Few of those companies could cite exactly what they spent on
training, since those outlays were frequently buried in department
budgets or other expense items on the corporate income statement.
As a result, firms that could cite with precision the returns
they reaped on investments in physical capital could seldom
quantify the benefits they got from educating workers.
Today,
the landscape has changed, and companies are paying attention
to and expecting more from their training dollars. More specifically,
the benefits of those expenditures and efforts must be revealed
in measurable quantities. "The biggest trend for trainers
is that organizations are demanding return on investment,"
says Lieder. "From a management perspective, every company
should challenge or train their human resource function to really
get to know the business and help them design programs that
will benefit the overall organization. For example, many of
the companies that do mandatory ethics training don't really
know, or care, if the training is working or not."
According
to Dan Heck, consultant and trainer at Northbrook, Ill.-based
Management & Employee Training Services, General Electric's
training strategy includes the requirement that all managers
be at least "green belts" in the company's Six Sigma
program. "The rationale is that it does employees little
good to use statistics and other quality tools if the people
signing the checks can't understand the terminology or processes,"

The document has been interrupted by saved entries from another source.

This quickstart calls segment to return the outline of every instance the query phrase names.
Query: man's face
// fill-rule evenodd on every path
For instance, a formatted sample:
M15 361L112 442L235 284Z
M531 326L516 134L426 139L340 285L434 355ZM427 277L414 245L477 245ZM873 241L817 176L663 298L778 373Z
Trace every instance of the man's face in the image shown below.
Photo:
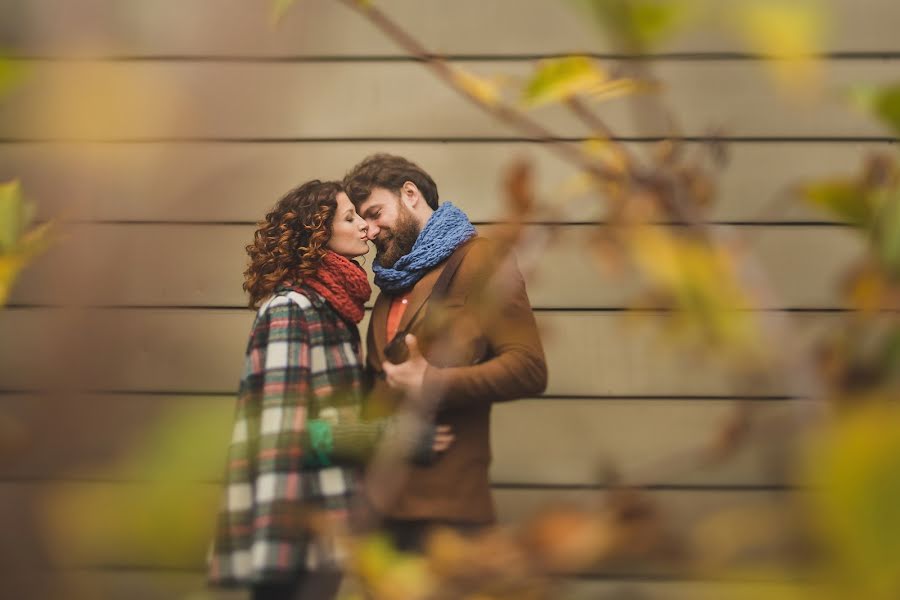
M392 267L412 251L419 237L419 225L400 196L385 188L375 188L359 205L358 212L369 225L369 239L375 244L375 261Z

Heck explains. "Many leaders are lacking or weak in areas
like using quality tools, problem solving and project management,
for example."
Implementation
For
businesses looking for help with their internal training functions,
local universities, colleges and community colleges are all
valuable tools. In fact, many of the larger corporations are
finding themselves partnering up with these institutions in
an effort to create a viable workforce that is already knowledgeable
and employable upon graduation or certification. "There
are a tremendous variety of avenues to acquire knowledge and
skills," says Heck. "That's why the skill of learning
how to learn is critical. Not only are the community colleges
in many states very attentive to companies' needs, but most
colleges and universities feel the competitive pressures to
venture into new areas and students."
Heck
continues: "I believe training and education - on the right
subjects and skills - is a strategic and competitive weapon.
If human resources can't handle the coordination of skill accumulation
that has been linked to the business strategies, then an internal
training coordinator is justified. If all of the external resources
for a company's strategic training have been exhausted, or outside
training required is uncomfortably expensive, then more sophisticated
cost models could be employed to look at internal options."
In
offering advice to business owners and managers, Heck says the
first step is to start with a strategic training plan. "If
a strategic plan is weak or absent, training will be scattered
and debated," he says. "Any training objectives in
the corporate world need to be linked to what the business wants
to accomplish and how that business is satisfying customer needs."
Looking
to the Future
With
the new millennium swiftly approaching and a labor force that
is, at least for now, contracting at a disconcerting rate, companies
nationwide are being forced to rethink their human resource
functions. New information, products and services continue to
challenge employees at all levels, and at an astounding rate.
Unfortunately, too many companies wait until they're "in
pain" before taking action, and end up behind the curve
instead of in front of it.
"Investment
in employee education and training is the single most-valuable
thing you can do for your business," says Hronek. "Without
continuous employee development, you run a big risk of stagnation,
not to mention being overrun by your competitors."